Costretta da un incidente ad abbandonare la carriera pianistica e trasferitasi in Francia con suo marito, pope ortodosso, Nana si dedica comunque al suo strumento componendo. La sua occupazione principale, però, è la direzione di due cori: uno, il San Simeone, esclusivamente liturgico, l’altro, Harmonie Georgienne, dedicato alla polifonia tradizionale. Con loro Nana ha inciso tre cd che hanno ottenuto successo internazionale. Ciò che preme di più alla Peradze, tuttavia, è un altro tipo di successo: «Un coro liturgico – spiega – è una parte del mondo spirituale visibile sulla terra, che partecipa al coro invisibile e universale in cui uomini ed angeli insieme glorificano il Signore. La bellezza del canto sacro trasmette la preghiera, che è uno slancio sostenuto dalla grazia di Dio per elevarci a Sé. Il canto eleva a Dio, esprimendo con la melodia e i testi sacri un contenuto teologico, che santifica e divinizza l’anima del cantore e quella degli ascoltatori. Inoltre crea unità coinvolgendo nella bellezza teologica del canto sacro, radicato nella preghiera di lode o di pentimento».

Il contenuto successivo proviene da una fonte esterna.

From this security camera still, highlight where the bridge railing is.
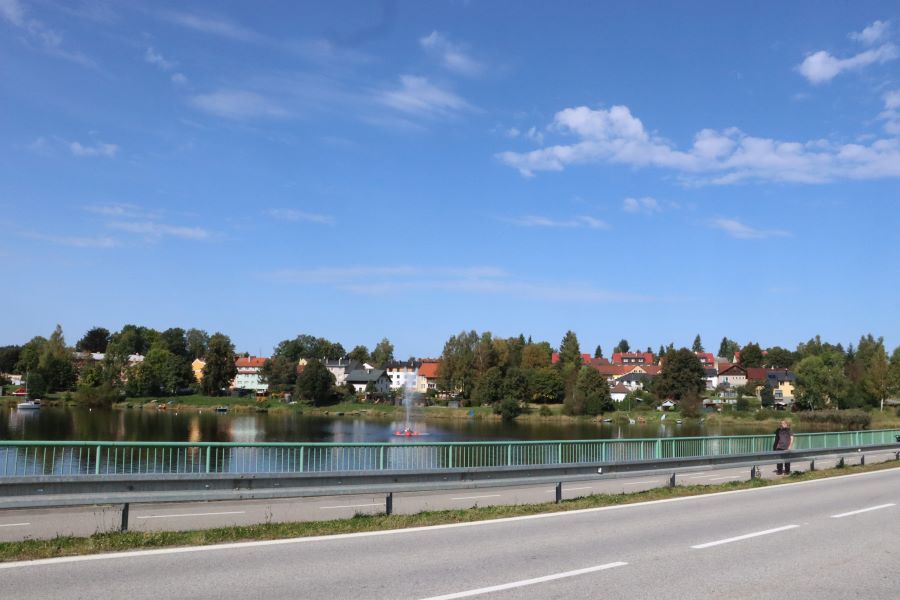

L’esperienza corale diviene così per lei stessa un cammino spirituale: «Ho l’impressione che quando morirò continuerò a cantare! Dare vita ai canti liturgici è un grande onore: ascoltarli calma lo spirito e incoraggia a pregare, vedendo la vita con occhi diversi; talora, inoltre, affiorano delle lacrime, segno di un pentimento necessario per avvicinarsi degnamente e gioiosamente ai santi misteri». In un canto come il Cherubikon, in cui l’assemblea misticamente simboleggia i cherubini, «i fedeli entrano nel cuore del mistero eucaristico. Cantando e pregando, l’anima riceve da Dio la grazia che dona la pace, e si purifica per entrare in comunione con Lui nella presenza reale di Cristo. Oggi il mondo ha bisogno di pace come non mai, ma quella terrena nasce da quella spirituale, dono dello Spirito Santo e frutto della comunione e del pentimento». Tramite la musica, inoltre, la Peradze scorge un cammino di unità fra le Chiese cristiane: «Certo, la differenza dogmatica fra Oriente e Occidente non va sottovalutata. Ma non si può neanche dimenticare il tempo in cui tutta la cristianità confessava la stessa fede, espressa nell’arte sacra. Il canto gregoriano è nato in quel periodo: sono canti meravigliosi, che sono perfettamente “ortodossi” nel senso etimologico del termine, come anche quelli di Ildegarda di Bingen, che sono stati per me una grande scoperta. Ciò che conta è la fede universale e immutata della Chiesa, che si esprime nel canto gregoriano, in quello georgiano e in quello bizantino: l’unità spirituale di questi canti è data dallo spirito con cui sono eseguiti».